少年正是李家三代长子李才江,今年八岁,自幼不缺吃穿,跟着爷爷练刀习武,看起来比宋富贵还壮实。
“宋伯手艺不错,三年就能将田种熟了。”
李才江打量几番田地,笑着问道:“能不能卖给我,回给宋伯一个公道价钱。”
宋富贵听到这话,立刻停下干活:“江少爷,俺不卖地。”
田地是农人的命根子,赖以活命的保障,除非到了生死关头,绝不愿意卖出去。
李才江笑容立刻消失,声音有些发冷:“真不打算卖?”
“卖,当然卖。”
宋有田按住儿子肩膀,恭敬道:“江少爷既然看上了这块地,是老汉的荣幸,拿去就行。”
李才江满意点头:“不会白拿,回头有人给你送钱去。”
说罢,带着两个护卫扬长而去。
宋富贵将锄头往地上一扔,只觉得力气散尽,再也干不动活。
“前几年开的那块地,让李大郎买了去,好容易再开了块,又让李家人买了去,啥时候能有自已的地啊?”
宋有田无奈道:“咱开多少荒地,李家都会买走,不能不卖也不敢不卖。”
宋富贵愤怒道:“这不欺负人么?”
宋有田摇头道:“至少人家给了钱,算不上欺负。
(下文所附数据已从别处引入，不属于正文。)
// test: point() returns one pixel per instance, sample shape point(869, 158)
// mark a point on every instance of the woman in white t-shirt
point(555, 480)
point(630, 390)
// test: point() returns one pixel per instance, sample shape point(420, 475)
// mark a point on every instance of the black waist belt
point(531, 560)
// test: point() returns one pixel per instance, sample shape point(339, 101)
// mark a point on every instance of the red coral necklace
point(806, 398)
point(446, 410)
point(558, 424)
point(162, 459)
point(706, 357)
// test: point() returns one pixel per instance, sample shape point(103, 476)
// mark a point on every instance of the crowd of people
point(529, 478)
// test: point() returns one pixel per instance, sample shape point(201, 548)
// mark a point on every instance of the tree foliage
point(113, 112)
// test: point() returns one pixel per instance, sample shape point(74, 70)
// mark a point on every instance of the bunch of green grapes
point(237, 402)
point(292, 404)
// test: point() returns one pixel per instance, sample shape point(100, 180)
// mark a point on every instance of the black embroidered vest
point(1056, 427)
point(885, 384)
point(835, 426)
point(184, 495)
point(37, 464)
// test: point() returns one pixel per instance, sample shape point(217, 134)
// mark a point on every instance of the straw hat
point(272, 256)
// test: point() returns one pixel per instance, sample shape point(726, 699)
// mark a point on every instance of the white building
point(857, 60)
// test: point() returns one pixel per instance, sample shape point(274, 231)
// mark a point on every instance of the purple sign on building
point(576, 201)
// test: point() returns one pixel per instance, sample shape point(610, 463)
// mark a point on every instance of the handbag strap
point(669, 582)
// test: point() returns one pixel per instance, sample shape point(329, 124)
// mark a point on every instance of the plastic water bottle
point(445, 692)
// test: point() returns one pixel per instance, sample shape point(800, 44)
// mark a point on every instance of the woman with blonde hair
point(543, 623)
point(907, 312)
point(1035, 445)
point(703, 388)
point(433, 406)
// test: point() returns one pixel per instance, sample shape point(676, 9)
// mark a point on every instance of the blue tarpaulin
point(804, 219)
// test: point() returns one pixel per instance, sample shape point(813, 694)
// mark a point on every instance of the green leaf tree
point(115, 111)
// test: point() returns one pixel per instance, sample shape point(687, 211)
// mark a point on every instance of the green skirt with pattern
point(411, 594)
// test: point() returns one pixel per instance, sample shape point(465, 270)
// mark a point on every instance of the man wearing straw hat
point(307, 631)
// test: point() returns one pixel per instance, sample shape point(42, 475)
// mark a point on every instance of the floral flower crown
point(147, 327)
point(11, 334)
”
宋富贵十六岁,尚有几分少年心性,腾的站起身来:“我要去衙门告李家,强买强卖,霸占咱家田地!”
“你没见那些税吏,见到李大郎和摇尾巴狗似的,你怎么能告赢?”
宋有田说道:“到时候衙门给你弄个诬告之罪,咱家十几年攒的铜钱,全都得赔给人家。”
李家与衙门关系深厚,村里无人不知,传闻与县城的官老爷称兄道弟。
宋富贵顿时泄气:“这世上难道就没讲理的地方了么?”
宋有田说道:“衙门口朝南开,有钱才有理!”
宋富贵看着辛苦开垦出来的田亩,满眼不舍,不甘心说道:“那咱就是咬牙不卖,他李家还能明抢不成?”
“李家不会抢田地,山上的土匪会杀人。”
宋有田说道:“乖乖卖田,咱还能得些银钱,强撑着不卖,说不准哪天就被贼人灭门了!”
宋家人死光后,这片田地无主,自然就落入李家手中。
宋富贵绝望道:“爹,李家这般厉害,咱就是砧板上的鱼肉,哪还有翻身的机会?”
“当然有。”
宋有田说道:“咱们省吃俭用和卖地的钱,等到灾荒年景,田地便宜,就可以去柳树沟买几亩地种。”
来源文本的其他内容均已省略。